It’s good to see young folks not only playing jazz but coming to the shows and supporting the new artists. These are 2 videos of the same song with a whole lot of improvisation with at time, different band members.

Chief Adjuah aka Christian Scott - West of the West

Chief Adjuah (Christian Scott) | Max Mucha | Elé Howell |Cecil Alexander| Morgan Guerin | Richard Howell

 

@tyray

There’’s a tune Glasper did with Norah Jones, Let It Ride, that’s pretty good. Pretty sure it is not on an album yet, but I could be wrong.

@frogman

Interesting. Detached or aloof are probably the last two characteristics I would think of. I find his playing to be very direct and committed.

This points to the challenge of dissecting esthetic experience and attempting to describe it verbally. I didn’t mean indirect or uncommitted. He’s clearly neither.

It’s probably best to avoid interpreting my experience in terms of what I think he’s doing or where he’s coming from, as I can’t know those things. My mistake!

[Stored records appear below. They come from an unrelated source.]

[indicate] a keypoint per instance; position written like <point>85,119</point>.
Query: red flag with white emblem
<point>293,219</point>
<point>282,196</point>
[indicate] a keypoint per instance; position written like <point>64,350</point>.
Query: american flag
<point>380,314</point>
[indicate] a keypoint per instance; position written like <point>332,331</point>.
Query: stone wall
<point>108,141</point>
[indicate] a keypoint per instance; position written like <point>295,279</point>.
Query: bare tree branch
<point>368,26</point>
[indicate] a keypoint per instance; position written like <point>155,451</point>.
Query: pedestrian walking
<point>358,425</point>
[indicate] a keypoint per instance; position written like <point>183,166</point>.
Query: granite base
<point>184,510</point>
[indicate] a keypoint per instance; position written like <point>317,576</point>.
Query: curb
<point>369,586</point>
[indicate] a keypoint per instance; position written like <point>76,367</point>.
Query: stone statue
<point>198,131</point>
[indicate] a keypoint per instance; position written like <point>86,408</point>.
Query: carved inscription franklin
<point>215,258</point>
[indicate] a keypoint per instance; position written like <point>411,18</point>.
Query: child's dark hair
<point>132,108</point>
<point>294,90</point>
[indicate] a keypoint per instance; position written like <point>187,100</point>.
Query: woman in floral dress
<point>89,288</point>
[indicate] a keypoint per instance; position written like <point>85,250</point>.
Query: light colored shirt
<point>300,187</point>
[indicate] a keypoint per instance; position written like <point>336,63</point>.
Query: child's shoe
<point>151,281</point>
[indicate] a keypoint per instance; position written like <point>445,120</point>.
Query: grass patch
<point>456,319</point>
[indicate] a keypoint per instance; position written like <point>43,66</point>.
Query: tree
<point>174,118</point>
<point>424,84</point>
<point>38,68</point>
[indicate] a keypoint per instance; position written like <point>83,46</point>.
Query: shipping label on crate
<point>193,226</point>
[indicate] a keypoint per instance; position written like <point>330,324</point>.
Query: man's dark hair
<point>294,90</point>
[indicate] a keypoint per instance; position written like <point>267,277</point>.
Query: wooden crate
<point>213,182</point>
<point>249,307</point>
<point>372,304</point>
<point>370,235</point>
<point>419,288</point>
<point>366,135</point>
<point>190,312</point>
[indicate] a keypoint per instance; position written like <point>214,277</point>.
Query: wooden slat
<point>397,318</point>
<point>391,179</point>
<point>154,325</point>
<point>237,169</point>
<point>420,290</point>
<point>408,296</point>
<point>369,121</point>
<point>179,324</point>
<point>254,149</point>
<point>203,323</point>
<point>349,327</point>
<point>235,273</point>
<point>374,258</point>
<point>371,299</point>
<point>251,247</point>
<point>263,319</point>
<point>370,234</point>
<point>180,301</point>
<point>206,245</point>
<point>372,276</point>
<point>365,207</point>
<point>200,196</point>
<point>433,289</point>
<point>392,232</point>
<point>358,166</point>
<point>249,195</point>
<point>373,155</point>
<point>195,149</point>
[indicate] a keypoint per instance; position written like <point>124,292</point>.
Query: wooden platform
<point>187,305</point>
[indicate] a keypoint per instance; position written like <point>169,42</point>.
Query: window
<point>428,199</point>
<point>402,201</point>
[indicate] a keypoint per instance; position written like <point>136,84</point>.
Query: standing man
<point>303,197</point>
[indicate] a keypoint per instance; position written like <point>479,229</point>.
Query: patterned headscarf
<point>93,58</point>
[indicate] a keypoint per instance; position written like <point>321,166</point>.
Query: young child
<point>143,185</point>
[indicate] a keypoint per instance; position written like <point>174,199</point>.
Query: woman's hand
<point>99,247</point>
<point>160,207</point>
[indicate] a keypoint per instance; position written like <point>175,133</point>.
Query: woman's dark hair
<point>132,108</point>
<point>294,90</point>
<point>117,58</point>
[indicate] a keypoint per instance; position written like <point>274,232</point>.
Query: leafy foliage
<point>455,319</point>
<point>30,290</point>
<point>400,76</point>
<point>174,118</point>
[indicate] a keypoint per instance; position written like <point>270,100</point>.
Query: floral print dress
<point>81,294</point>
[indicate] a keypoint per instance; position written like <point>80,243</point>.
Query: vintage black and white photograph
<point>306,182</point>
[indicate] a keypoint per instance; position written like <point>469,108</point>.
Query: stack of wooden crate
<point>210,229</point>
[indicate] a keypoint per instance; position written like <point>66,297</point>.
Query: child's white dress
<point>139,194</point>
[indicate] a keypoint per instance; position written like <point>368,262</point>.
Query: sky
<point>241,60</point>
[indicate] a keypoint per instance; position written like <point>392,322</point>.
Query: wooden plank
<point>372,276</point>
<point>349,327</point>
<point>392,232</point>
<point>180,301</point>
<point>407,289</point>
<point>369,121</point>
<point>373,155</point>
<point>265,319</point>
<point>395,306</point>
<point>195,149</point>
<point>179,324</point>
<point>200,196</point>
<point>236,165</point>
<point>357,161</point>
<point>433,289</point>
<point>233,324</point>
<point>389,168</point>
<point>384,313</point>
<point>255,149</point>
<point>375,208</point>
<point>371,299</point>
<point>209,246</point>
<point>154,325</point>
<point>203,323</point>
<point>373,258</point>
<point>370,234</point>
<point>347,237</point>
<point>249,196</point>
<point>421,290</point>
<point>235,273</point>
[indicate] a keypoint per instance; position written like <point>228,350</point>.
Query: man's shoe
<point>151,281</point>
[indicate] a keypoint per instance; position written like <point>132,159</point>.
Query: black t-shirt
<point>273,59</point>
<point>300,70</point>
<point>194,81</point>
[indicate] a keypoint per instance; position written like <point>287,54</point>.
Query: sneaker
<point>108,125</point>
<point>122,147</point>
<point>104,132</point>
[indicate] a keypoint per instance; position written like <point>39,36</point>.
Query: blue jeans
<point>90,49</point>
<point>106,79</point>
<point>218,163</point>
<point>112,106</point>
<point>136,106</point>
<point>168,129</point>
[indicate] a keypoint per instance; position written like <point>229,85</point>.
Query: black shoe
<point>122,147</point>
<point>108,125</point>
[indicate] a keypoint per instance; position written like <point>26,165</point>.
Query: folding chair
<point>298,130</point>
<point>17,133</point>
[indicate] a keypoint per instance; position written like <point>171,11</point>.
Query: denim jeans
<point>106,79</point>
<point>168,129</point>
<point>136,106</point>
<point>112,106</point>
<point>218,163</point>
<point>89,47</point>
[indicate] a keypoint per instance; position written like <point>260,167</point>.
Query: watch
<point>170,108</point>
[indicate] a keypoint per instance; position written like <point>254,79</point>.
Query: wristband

What I do know: I find his playing unengaging on an emotional level. I have the same experience with Jim Hall and Weather Report, to name two other examples.

 

Someone posted a youtube Michael Brecker music audio a while back and I tried to find it but couldn’t. If anyone can find that link for me it would be much appreciated. As I mentioned in another thread I get a lot of ’new’ music here that I have never heard and that muscc audio is exactly what I was talking about and I like to bookmark them.